If the identity of the exhibitor and the date are successfully verified, the exhibition of the digital audiovisual data 327 is allowed to proceed. However, if either the identity of the exhibitor, or the authorization to exhibit on the current date is not confirmed, the computer program 317 does not decrypt the digital audiovisual data 327, which therefore cannot be exhibited 215. Preferably, the computer program 317 erases the digital audiovisual data 327 and decryption key. Preferably the computer program 317 transmits a control signal to the distributor indicating that an attempt is occurring to execute an unauthorized exhibition of the digital audiovisual data 327 at a given location. Then, the computer program 317 terminates.
If the identity of the exhibitor and the date are successfully verified, the computer program 317 proceeds to decrypt 217 the key 325 needed to decrypt the digital audiovisual data 327. This key 325 is preferably encrypted with the same key as the exhibitor authorization data, and is decrypted in the same manner, as described above.
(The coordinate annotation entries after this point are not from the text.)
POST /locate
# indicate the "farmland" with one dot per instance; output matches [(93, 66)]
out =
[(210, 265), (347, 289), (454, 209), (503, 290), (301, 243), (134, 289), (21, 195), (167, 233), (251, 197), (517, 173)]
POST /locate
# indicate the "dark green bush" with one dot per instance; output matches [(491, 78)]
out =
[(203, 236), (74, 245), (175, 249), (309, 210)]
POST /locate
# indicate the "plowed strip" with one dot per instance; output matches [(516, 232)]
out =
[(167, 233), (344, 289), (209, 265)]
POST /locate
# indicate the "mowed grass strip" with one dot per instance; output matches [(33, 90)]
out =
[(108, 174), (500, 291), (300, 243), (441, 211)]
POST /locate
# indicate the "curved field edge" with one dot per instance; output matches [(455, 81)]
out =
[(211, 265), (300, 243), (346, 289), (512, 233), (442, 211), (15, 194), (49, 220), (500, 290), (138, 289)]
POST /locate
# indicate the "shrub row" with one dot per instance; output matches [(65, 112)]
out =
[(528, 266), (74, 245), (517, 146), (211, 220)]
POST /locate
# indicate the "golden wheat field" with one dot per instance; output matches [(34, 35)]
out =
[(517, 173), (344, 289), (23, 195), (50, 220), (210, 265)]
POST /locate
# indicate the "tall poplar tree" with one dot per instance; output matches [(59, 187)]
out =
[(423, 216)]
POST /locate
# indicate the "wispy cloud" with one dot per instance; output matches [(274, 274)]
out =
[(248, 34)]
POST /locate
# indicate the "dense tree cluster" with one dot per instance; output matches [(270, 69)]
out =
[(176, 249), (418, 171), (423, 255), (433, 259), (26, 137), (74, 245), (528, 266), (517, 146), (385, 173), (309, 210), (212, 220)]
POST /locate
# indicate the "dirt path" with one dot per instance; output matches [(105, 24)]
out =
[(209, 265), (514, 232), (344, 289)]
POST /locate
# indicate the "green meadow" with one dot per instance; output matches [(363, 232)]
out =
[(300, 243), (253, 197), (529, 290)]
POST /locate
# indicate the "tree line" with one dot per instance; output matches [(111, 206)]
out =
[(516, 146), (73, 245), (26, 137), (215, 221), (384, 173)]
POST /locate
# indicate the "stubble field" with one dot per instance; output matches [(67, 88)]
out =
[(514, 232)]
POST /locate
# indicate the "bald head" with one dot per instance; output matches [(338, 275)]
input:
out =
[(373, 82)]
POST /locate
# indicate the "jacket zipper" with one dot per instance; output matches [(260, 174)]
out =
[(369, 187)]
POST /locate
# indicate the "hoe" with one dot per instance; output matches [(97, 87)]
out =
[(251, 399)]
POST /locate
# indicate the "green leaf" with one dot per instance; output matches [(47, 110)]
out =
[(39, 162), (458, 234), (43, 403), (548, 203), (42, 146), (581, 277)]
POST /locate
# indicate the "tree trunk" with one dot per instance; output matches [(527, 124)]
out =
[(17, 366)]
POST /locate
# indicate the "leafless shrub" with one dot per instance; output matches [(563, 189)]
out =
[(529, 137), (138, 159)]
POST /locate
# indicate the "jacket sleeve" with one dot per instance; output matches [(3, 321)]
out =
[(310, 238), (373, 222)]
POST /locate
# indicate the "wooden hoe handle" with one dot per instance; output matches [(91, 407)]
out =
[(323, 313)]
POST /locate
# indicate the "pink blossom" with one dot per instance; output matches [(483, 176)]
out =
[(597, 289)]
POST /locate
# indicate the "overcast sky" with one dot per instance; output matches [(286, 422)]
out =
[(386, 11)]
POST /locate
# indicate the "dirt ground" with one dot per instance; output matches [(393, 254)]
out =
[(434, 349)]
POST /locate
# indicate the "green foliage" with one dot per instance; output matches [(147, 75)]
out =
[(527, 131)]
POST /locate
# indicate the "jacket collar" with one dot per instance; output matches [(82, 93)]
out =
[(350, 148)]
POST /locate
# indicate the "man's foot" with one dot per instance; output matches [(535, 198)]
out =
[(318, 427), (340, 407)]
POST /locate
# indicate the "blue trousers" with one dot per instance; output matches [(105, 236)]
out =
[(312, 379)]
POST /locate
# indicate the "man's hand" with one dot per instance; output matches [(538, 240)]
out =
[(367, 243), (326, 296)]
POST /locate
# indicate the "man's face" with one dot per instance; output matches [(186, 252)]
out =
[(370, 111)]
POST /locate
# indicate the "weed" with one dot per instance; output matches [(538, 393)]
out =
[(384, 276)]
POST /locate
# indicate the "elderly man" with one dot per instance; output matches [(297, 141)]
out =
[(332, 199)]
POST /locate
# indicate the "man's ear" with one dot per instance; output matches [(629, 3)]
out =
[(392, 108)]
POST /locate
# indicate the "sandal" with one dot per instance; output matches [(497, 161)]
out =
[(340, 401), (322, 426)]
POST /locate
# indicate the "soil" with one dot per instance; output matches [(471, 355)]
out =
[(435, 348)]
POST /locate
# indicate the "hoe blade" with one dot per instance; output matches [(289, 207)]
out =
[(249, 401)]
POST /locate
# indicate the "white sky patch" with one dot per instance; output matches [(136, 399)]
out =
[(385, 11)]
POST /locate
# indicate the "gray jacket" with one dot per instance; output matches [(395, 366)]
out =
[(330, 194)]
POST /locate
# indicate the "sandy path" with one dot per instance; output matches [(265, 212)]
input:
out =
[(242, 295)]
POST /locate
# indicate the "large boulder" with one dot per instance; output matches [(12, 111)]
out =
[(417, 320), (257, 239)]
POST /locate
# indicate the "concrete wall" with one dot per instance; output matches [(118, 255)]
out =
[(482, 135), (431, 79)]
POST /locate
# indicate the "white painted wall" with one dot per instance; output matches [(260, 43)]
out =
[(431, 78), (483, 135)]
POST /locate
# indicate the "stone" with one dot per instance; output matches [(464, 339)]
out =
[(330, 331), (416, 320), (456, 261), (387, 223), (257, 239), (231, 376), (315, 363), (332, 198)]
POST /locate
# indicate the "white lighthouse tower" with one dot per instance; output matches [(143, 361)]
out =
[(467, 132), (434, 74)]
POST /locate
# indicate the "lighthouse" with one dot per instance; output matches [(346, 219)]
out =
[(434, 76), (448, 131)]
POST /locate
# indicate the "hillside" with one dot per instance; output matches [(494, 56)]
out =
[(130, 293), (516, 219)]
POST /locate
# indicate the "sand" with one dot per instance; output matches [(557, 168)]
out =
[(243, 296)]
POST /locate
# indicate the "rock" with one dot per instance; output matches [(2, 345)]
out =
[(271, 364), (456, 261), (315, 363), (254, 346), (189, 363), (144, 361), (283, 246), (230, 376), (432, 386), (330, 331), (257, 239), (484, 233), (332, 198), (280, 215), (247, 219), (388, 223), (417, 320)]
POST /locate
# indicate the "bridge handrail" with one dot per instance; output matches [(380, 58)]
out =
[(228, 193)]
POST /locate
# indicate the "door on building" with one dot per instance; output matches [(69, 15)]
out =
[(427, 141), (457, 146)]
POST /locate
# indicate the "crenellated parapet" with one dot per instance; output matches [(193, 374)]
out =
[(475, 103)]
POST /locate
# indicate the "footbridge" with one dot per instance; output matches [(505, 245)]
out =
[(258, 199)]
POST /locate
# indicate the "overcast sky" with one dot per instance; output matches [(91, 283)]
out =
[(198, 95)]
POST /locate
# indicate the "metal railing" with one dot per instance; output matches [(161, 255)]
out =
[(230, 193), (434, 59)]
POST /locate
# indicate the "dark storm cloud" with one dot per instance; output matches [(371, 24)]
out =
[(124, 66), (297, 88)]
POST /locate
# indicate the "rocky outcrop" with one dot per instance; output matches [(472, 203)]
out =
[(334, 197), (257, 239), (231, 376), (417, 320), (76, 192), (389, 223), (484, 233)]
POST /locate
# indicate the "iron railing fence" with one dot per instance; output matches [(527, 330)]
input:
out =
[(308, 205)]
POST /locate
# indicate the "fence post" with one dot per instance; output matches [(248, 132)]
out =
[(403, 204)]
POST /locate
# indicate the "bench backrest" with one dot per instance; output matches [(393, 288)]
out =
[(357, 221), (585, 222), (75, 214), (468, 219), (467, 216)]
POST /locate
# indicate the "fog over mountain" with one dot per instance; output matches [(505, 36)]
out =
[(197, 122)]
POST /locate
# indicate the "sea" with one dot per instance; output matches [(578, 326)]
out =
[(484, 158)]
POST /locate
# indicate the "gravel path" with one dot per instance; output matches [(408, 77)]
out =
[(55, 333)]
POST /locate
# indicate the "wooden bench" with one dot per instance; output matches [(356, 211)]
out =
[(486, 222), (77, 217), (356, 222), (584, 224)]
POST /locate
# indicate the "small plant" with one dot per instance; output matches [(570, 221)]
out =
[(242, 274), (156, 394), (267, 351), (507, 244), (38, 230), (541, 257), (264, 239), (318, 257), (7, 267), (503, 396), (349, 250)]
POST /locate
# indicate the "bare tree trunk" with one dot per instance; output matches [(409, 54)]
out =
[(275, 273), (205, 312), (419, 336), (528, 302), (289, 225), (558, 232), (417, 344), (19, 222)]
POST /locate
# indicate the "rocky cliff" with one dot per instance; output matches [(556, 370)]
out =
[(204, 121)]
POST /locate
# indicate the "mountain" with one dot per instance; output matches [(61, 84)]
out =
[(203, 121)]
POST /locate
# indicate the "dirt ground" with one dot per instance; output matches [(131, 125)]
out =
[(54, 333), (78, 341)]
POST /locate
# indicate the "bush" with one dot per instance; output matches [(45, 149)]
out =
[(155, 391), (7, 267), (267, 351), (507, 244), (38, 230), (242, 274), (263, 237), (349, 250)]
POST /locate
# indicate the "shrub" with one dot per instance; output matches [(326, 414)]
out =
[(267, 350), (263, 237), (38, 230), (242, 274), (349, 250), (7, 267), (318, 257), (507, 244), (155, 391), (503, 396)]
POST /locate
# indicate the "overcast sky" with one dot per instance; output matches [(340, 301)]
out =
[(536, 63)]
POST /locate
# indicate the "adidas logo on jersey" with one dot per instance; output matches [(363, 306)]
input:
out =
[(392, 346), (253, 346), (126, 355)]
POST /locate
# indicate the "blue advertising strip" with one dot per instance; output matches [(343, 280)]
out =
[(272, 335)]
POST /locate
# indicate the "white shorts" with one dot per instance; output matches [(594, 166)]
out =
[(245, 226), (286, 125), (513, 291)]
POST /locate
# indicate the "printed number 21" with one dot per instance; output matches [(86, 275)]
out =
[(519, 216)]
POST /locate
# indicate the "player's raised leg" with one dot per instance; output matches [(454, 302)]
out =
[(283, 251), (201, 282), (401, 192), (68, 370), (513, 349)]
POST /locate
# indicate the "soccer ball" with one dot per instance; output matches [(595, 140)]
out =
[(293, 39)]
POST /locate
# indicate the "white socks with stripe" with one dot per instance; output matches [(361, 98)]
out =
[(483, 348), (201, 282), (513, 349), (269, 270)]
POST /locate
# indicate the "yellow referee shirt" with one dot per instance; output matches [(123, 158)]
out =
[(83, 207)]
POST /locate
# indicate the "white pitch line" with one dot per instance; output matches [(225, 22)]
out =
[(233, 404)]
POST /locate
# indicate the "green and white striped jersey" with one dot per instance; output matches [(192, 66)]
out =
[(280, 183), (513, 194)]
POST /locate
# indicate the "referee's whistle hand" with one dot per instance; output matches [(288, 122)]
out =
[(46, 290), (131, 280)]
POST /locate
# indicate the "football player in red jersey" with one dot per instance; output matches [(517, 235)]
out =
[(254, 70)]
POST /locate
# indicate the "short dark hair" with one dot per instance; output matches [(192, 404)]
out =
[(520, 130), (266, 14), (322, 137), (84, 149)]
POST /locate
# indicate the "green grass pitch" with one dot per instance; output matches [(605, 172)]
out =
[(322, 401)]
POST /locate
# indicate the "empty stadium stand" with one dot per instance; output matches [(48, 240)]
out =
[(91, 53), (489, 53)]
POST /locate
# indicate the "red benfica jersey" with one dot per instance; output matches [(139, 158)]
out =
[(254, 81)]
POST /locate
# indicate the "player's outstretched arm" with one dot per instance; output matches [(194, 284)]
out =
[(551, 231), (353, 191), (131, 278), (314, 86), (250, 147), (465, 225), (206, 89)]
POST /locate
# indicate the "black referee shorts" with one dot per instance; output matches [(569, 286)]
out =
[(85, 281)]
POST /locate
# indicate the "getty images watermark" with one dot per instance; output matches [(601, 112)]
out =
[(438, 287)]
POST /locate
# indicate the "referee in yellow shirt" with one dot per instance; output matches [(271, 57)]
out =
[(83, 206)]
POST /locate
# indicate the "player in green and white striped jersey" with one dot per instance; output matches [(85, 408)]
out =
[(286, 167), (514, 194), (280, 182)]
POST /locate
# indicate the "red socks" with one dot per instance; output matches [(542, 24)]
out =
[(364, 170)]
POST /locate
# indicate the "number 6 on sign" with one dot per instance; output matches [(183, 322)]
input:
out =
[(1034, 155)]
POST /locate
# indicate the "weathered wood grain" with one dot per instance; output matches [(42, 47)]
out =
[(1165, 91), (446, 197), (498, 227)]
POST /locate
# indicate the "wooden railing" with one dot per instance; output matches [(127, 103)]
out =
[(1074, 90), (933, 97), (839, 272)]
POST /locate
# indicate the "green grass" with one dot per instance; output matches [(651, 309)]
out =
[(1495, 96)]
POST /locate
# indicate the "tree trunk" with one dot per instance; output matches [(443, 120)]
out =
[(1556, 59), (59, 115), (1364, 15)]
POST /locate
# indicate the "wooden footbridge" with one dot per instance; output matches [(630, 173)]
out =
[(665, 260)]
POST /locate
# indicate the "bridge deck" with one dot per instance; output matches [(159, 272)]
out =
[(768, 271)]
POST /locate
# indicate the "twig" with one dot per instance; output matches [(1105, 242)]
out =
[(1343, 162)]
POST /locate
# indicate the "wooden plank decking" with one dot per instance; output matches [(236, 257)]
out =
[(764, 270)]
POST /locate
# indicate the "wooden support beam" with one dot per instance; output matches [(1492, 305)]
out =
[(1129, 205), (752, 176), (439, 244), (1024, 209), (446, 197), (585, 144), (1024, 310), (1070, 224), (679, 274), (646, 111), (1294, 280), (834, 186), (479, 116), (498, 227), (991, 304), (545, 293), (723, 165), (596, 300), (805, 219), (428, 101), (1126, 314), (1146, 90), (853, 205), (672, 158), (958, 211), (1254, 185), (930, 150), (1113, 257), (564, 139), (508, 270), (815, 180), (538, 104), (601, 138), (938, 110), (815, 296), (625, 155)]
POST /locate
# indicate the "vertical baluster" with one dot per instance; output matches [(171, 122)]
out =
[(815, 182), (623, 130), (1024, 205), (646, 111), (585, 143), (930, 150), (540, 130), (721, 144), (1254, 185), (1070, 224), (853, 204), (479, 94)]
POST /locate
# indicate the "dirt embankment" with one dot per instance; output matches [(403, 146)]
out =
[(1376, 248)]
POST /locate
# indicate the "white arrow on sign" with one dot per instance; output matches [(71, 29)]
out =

Once the key 325 to decrypt the digital audiovisual has been decrypted, the digital audiovisual data 327 is then decrypted 219 by the computer program 317. At this point, the audiovisual data is ready to be watermarked prior to exhibition.
The use of the computer program 317 as described above represents one mode of practicing the present invention, in alternative embodiments of the present invention, there
is no computer program 317, and the exhibitor authorization data 401 and key 325 to decrypt the digital audiovisual data 327 are received by themselves. In such embodiments, the exhibitor authorization data 401 and key 325 to decrypt the digital audiovisual data 327 are loaded into the computer memory 305 of the computer system 301 at the exhibitor site. Then, all of the steps that are performed by the computer program 317 in the embodiment described above are instead performed by software (or, in other embodiments by hardware, firmware, or any combination of software, hardware, and firmware as desired) which comprises a component of the exhibitor's computer system 301.
To enable tracking of theft in the form of analog copying of the exhibition of the audiovisual data, the audiovisual data is watermarked 221 with unique identifying data prior to exhibition. The identifying data can be provided by a date and time clock, or a memory device containing unique data stored by the projector manufacturer, or a memory device containing unique data stored by the exhibitor, or unique signature data provided through a local-area network (LAN), or the GPS receiver 321. Preferably the identifying data comprises the location and date information provided by the GPS receiver 321.
The present invention is not dependent upon the choice of watermarking technology used to encode the identifying information in the visual image and audio signal. Various known watermarking technologies that are currently commercially available can be utilized as desired to watermark 221 both visual image and audio signals, or alternatively to watermark 221 only the audio signal or only the visual image signal. Watermarking technology, by its nature, imprints the data with the watermarking information which can facilitate the recovery of the encoded identifying data, and thus aid in the identification of an analog theft. Once the data is watermarked 221, it can be exhibited 223.